Isso não é de hoje. Nas tragédias, que bom, essa característica aflora. A vontade de fazer o bem vem à tona mesmo, sem esforço. É algo nosso. Todo mundo quer contribuir: pouco ou muito. São filas e mais filas que se formam país afora nesta semana para enviar ajuda ao povo do Rio Grande do Sul, tomado pela água.

O que me provoca algum incômodo nesta tragédia da vez é uma certa glamourização da solidariedade, o que representa uma antítese do conceito de solidariedade.

Entendo que numa sociedade quase 100% virtual, como a que estamos vivendo (e eu, particularmente, tenho dificuldade de me acostumar com isso), divulgar solidariedade pode incentivar mais solidariedade, criando uma corrente do bem, como dizemos geralmente. Ótimo.

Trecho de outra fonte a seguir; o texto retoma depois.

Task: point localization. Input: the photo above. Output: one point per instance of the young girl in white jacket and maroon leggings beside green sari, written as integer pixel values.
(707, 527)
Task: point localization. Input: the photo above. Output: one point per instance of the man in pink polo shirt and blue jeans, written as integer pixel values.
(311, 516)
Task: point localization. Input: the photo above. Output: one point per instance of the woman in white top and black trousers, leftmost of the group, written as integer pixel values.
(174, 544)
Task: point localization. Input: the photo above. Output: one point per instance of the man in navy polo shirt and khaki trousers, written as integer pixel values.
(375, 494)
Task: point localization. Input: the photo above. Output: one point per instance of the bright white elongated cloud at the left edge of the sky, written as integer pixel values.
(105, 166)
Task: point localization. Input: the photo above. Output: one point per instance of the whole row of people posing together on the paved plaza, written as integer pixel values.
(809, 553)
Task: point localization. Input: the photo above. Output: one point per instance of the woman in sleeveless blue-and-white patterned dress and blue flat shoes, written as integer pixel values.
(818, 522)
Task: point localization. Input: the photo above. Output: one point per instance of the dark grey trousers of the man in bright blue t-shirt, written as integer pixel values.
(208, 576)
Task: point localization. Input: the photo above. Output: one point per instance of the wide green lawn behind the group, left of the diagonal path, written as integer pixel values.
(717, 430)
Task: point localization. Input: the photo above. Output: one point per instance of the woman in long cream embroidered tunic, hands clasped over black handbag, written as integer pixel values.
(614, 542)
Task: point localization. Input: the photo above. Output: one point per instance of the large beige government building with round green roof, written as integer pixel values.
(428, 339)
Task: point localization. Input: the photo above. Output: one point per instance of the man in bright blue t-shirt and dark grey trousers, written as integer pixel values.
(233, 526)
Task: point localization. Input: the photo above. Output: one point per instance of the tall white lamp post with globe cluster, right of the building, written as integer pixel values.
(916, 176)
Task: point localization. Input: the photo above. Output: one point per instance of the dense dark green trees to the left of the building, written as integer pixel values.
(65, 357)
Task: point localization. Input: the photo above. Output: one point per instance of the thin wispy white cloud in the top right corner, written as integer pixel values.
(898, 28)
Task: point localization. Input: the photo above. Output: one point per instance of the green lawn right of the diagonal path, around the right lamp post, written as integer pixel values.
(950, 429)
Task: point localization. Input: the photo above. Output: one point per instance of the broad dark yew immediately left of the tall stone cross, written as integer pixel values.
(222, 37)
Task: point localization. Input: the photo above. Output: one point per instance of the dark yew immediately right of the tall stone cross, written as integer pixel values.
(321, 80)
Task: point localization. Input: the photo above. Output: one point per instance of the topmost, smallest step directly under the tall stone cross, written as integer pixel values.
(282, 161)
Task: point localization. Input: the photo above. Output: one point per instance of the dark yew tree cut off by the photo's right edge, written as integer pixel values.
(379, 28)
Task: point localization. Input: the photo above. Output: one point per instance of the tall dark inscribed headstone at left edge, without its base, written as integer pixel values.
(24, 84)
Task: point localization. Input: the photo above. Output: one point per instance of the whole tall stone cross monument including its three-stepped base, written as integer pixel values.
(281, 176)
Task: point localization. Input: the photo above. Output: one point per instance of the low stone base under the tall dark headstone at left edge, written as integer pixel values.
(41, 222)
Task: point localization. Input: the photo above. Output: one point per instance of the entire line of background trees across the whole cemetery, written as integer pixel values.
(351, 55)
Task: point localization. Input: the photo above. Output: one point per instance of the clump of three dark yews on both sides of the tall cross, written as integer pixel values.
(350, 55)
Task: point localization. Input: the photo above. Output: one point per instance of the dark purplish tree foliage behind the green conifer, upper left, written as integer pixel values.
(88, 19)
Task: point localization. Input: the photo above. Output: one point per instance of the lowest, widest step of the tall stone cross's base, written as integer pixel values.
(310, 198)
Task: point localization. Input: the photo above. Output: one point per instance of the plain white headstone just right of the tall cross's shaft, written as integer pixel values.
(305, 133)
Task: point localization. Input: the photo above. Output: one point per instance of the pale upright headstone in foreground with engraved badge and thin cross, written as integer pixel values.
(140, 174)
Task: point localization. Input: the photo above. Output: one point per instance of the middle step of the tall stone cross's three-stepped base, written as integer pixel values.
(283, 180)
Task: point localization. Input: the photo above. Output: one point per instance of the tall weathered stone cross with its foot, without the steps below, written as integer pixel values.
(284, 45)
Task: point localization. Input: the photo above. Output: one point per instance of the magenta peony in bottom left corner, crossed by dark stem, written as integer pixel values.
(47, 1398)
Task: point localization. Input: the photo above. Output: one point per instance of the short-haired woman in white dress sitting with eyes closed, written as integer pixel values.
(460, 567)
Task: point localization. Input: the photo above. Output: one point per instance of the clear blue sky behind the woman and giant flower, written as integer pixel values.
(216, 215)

Mas daí a fazer vídeo e foto com tom de autovalorização por estar ajudando os outros me parece, digamos, demais. Não quero ser “fiscal de solidariedade”. Longe disso. Que cada um seja livre para fazer o bem que entender e o que bem entender com o bem que faz.

Por que, então, faço esta anotação? Porque me parece que quem não está divulgando que está ajudando é como se não estivesse ajudando. É como se divulgar fosse mais importante do que ajudar em si. Não faz sentido — pelo menos não na vida real.